IMD's monsoon predictions revised downwards once again
25 June 2009
With the sun peeping through the clouds more often than not, the meteorological department's predictions about the monsoons have become a bit of a joke. After promising as late as Monday that the rains would be near normal and hit hard by Thursday, it has now changed its predictions and warned that the monsoons will be well below normal across India this year.
In its most recent pronouncement, the Indian Meteorological Department now says that while rainfall would be below normal all over the country. The silver lining in the elusive dark clouds is that there is little chance of a drought. Rains in July-August are expected to make up for the initial deficit in the main grain-growing regions of Punjab and Haryana, it said.

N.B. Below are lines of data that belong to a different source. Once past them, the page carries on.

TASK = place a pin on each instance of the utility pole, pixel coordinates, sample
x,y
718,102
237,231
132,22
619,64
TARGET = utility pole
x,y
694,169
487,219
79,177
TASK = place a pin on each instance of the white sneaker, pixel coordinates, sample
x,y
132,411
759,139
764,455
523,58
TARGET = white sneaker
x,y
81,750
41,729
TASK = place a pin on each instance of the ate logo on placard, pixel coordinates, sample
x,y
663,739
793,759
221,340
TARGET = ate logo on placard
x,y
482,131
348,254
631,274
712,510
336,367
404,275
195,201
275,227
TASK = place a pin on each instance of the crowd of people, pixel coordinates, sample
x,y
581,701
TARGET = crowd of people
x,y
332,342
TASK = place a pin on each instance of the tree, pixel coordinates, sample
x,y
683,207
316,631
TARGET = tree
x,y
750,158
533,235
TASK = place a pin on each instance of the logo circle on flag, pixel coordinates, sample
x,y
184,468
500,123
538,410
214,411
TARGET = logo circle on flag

The latest official prognosis further says that the north-eastern and peninsular regions of the country are likely to get below normal rains while the Northwest would have deficient rains. Central India, which is yet to receive any precipitation, is expected to have a normal monsoon.
The weather office says total rainfall from the monsoon would be only 93 per cent of the long-term average, coming in below normal for the first time in four years.
For the week ended 24 June, countrywide monsoon rainfall was 13.6 mm against normal rainfall of 42.6 mm, the weather office said on its website.
Releasing the latest forecast in New Delhi, Prithviraj Chavan, union minister for science and technology and earth sciences, said since the June rainfall constituted only 18 per cent of the total seasonal rainfall, it was too early to press the panic button. The shortage may be compensated in July or August, he hoped.